【第12話:いつかどこかで会えないまま】

言動や行動とは正反対に、寝顔が幼い。寺院で怪我だらけの紫雨を引き取って数日目、純粋に抱いた感想だ。

背を向けていたはずがいつの間にか、肩を寄せ合う格好で互いに寝入っていた。未だ寝息をたてて、枕を抱いてうつ伏せになった紫雨の背中にそっと回した自身の腕に、静かに瞬きを繰り返す。

しばらくの間考え込んで、熟睡した紫雨に唯一の掛布団である法衣まで、引っ張られた末の行動であることを思い出した。

「起きるか」

のそりと身体を起こしてベッドサイドに腰掛けていれば、程なくして背後で気配が動く。人の気配に敏感過ぎるのも困りものだ。

「………………起きた」
「そうだな」

仮眠を除く寝起きには、全くと言っていいほど会話が成立しない。起き抜けから頭が覚醒するまでの間、記憶すら存在していないから相当だ。

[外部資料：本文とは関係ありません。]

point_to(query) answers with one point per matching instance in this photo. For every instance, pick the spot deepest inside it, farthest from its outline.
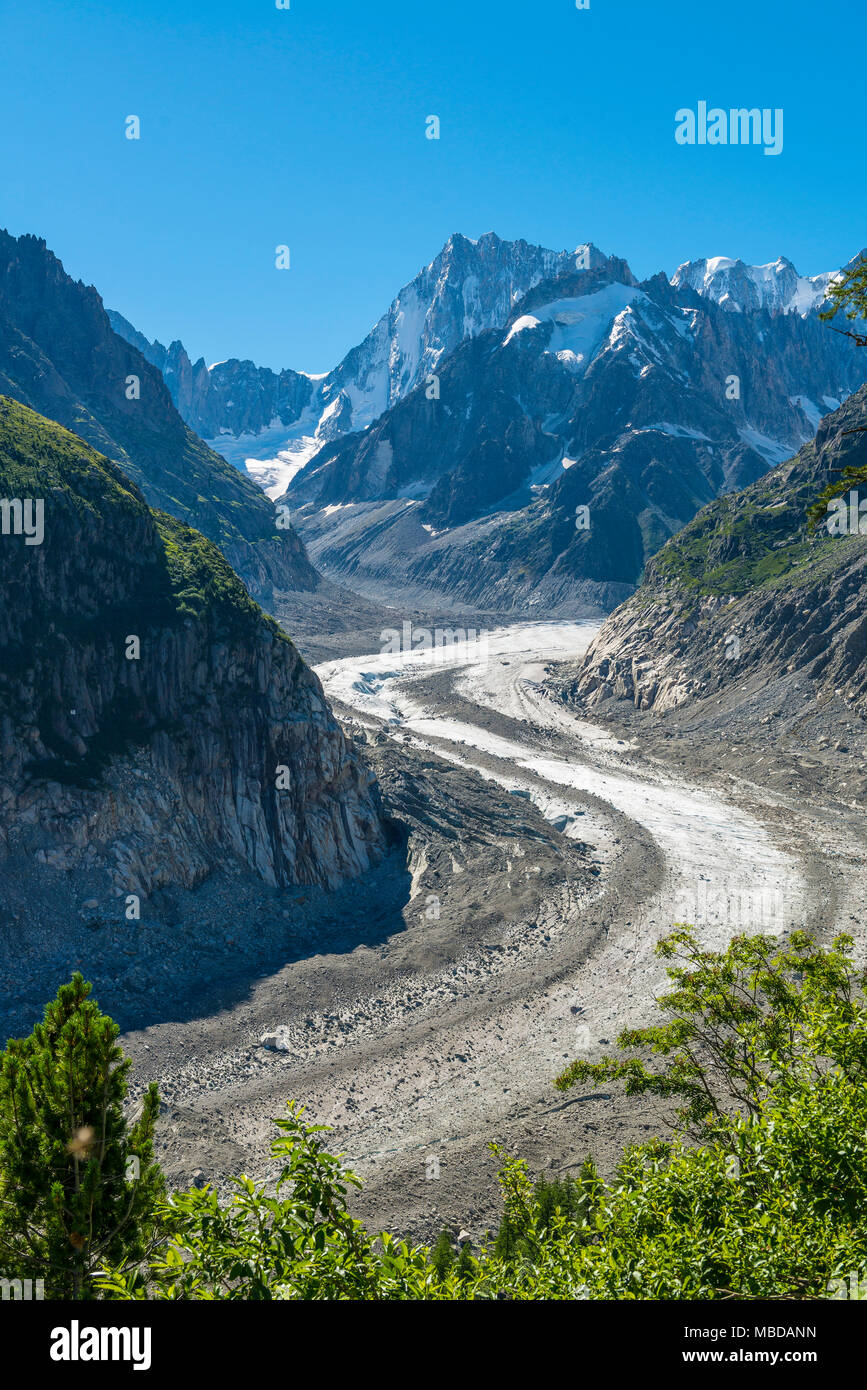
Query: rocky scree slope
(749, 594)
(60, 356)
(159, 769)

第一声目がそれかと言いたくなる言葉にも、律儀に返事を返してやって、欠伸をしながら、ふにゃふにゃとした顔で洗面所に歩いていく紫雨の手の中から、掛布団を回収をする。

「おはよー……」

身支度を済ませて部屋に帰ってくる頃には少しは覚醒しているらしく、まともな挨拶が戻ってくる。こっちが顔洗い諸々を済ます前に、ドン引きするほど砂糖をぶち込んだ甘ったるい紅茶を渡しておけば、次に部屋へと帰ってきた時には会話がきちんと成り立つ。この旅路で学んだことは、それだけだ。



「ねえ。聞いていい?」
「……ああ?」

泥だらけになったら嫌だから、三蔵がくれた服と靴はお留守番。普段通りの変わり映えしない服装をした紫雨は、疲れた様子もなく足場の悪い山道を慣れた様子で歩いていく。

山に入ってから、彼女のポケットに押し込まれた地図は一度も開かれていない。頭の中に地図が入っていると言わんばかりに、分かれ道に来ても迷う様子の無い紫雨の潔さには、逆に心配になってくる。

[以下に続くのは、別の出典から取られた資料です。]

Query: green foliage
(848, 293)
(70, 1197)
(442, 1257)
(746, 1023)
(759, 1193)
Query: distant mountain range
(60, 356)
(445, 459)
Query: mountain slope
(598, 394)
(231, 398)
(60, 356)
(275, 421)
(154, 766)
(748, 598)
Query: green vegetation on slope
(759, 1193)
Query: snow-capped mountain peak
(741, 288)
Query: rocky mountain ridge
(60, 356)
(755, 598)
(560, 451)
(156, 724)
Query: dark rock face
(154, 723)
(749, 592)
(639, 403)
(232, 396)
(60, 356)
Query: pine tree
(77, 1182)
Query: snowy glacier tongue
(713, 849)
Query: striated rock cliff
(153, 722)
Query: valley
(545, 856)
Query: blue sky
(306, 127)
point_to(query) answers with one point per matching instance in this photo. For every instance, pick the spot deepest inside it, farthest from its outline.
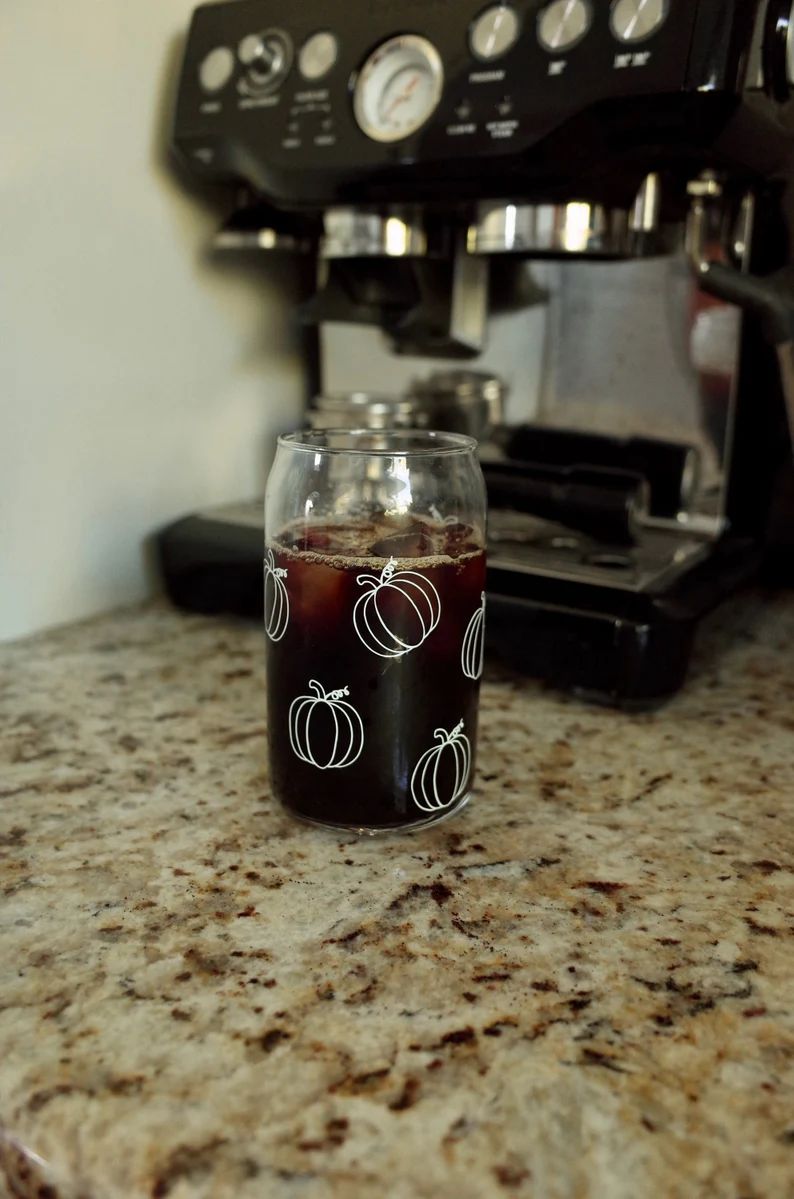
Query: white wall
(137, 380)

「昼くらいにはテッペン登るし、夕方には下山するけど。三蔵、間に合う?山で野宿だけは嫌だからね。そもそも山で泊まるための荷物、何も持って来てないから頑張って」

短い助走をつけて高い段差をものともせず、先に登った紫雨が振り返る。どこにそんな力が潜んでいるやら、顔色一つ変えず細い腕によって、引っ張り上げられながら閉口する。

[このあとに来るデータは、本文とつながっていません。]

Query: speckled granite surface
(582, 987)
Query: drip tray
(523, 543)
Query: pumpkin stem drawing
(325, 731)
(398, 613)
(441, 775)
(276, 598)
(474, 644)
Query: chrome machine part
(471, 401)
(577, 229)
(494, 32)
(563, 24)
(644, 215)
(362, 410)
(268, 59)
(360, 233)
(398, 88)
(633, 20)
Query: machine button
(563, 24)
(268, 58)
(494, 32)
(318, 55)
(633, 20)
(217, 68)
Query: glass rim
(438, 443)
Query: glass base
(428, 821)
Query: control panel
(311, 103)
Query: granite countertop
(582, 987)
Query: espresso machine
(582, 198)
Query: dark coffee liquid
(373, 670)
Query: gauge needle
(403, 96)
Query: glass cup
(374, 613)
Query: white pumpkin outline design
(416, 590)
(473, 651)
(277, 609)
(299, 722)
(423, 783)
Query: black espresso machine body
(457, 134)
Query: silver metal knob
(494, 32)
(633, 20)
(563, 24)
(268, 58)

普通は逆だろうし、スカートで山登りなんて頭のおかしい所業をやらかすのは、何処の世界を探しても目の前にしか居ない。

「……ざっけんな。昨日の夜、明日の支度するとか言ってたのは、何処の何奴だ」
「経路の確認しかしてないし。というか、迷ったら勘だもん。山登り、得意じゃない」
「オッマエ!?それを今言うか…!?」

ケラケラと笑う、一つに結われた尻尾を捕まえる。初めて出会った雪の日。逃げ回るうちに攻撃が当たって所々長さの違った薄茶色の柔らかい髪は、定期的に鎖骨下で丁寧に切り揃えてやっているおかげで綺麗なものだ。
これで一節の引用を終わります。